There’s a sound that you can only hear at a neutral site game. The boos of one half mix with the cheers of another and it creates a din, like the murmurings before the house lights go down before a play BUT EVERYBODY’S YELLING OH WOW THAT DOES SOUND LIKE A COOL PODCAST.
The game passes by quickly in three phases. First, the Patriots and Falcons poke at each other nervously for a quarter and nothing happens. Then the Falcons go up so big that the din quiets down and we all decide that This Is A Boring Game. The third phase begins the first time there is even an idea that the Patriots can come back. There are no sounds during this phase, or even temporal structure. You just emerge on the other side, and realize you’re buzzed.

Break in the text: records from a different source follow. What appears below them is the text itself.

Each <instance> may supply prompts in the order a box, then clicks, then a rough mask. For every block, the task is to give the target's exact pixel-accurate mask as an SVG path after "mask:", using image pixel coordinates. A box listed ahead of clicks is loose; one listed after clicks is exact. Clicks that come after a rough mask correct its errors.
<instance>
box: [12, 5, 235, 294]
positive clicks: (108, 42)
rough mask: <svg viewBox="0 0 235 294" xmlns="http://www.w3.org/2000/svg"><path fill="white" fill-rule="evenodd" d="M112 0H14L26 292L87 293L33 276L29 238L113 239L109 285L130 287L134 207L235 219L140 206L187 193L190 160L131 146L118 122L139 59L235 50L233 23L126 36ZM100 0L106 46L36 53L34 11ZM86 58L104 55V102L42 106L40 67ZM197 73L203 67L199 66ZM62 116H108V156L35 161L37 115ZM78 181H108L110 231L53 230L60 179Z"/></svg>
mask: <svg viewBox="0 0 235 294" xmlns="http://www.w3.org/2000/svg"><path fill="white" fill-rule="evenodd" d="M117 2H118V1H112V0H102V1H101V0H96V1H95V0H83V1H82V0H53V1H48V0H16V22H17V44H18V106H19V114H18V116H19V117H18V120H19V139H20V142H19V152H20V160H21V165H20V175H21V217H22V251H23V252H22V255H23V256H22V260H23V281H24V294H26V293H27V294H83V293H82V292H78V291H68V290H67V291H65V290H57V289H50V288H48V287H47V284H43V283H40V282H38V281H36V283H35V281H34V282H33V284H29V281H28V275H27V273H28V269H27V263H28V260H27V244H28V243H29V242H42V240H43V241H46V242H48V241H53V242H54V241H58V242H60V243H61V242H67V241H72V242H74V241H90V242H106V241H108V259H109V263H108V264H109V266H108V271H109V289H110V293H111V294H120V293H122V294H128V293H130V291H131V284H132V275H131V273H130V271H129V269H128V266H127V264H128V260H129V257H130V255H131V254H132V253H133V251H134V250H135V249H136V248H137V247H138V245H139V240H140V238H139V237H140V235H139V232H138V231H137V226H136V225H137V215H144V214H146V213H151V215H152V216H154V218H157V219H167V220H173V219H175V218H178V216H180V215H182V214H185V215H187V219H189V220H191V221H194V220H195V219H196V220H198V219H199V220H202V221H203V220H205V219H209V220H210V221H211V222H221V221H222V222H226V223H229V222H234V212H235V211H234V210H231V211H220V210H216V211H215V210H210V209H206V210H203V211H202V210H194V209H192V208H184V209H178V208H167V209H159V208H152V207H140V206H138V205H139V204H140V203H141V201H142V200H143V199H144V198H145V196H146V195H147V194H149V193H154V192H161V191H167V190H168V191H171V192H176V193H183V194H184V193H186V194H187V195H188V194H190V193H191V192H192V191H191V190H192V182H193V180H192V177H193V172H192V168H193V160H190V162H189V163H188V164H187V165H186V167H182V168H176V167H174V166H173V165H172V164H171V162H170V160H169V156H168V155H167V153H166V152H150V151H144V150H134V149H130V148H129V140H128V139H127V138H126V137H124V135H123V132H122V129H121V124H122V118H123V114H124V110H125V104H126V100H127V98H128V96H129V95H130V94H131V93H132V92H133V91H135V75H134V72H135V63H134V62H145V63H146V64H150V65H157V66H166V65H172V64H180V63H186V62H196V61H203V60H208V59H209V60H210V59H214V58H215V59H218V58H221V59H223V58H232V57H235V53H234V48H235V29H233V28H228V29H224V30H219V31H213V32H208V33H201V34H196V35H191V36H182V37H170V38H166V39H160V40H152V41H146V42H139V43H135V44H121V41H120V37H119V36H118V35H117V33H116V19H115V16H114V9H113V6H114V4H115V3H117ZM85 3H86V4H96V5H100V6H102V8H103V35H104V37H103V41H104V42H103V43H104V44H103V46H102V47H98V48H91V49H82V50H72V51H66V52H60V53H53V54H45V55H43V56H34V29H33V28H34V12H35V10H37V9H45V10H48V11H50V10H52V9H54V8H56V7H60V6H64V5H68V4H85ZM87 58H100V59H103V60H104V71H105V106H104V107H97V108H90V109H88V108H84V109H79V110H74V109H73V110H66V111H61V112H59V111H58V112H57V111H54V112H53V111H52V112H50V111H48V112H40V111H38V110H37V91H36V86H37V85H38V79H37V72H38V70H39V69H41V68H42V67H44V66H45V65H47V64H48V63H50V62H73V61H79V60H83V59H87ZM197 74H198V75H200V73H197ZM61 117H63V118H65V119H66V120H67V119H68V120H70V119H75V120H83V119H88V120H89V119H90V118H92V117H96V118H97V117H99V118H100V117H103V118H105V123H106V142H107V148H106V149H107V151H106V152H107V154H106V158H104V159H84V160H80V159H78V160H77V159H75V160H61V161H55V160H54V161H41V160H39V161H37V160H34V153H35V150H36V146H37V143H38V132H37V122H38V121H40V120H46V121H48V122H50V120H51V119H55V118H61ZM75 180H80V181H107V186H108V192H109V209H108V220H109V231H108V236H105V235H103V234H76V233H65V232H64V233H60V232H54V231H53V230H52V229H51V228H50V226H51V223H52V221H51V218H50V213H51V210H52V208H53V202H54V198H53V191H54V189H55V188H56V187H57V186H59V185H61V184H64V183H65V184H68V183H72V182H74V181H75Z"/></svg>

The puppies are part of the Animal Planet Puppy Bowl Experience. It was harder to get up to the glass that surrounded the puppy football field that puppy football gets played on than to get to the front of a Brady press conference scrum. The crowd was much happier, too. Some people were happy and drunk, as you might be if you stopped at every beer stand from the front of Super Bowl Live to the back.
I watched two games of puppy football. The puppies are very bad at scoring points. A man in a Patriots jersey FaceTimed with his son, which begged the question why his son couldn’t come, and why his father hated him so much that he showed him all the puppies he could have been hanging out with. There was a trivia portion where the referee asked “which of the following is an animal mascot in the NFL” and a woman shouted “Bills!”, which was none of the options.
After the games, the puppy handlers would hold the puppies over the glass so that the crowd could pet them. Some of the puppies were be too scared and they got pulled back. The other puppies were indifferent at best but the crowd seized forward to touch them.
I grabbed a soft puppy paw and shook it. His handler told me that his name was Max. He had a button nose and brown eyes, and brown floppy ears. I don’t know his breed but he was fuzzy.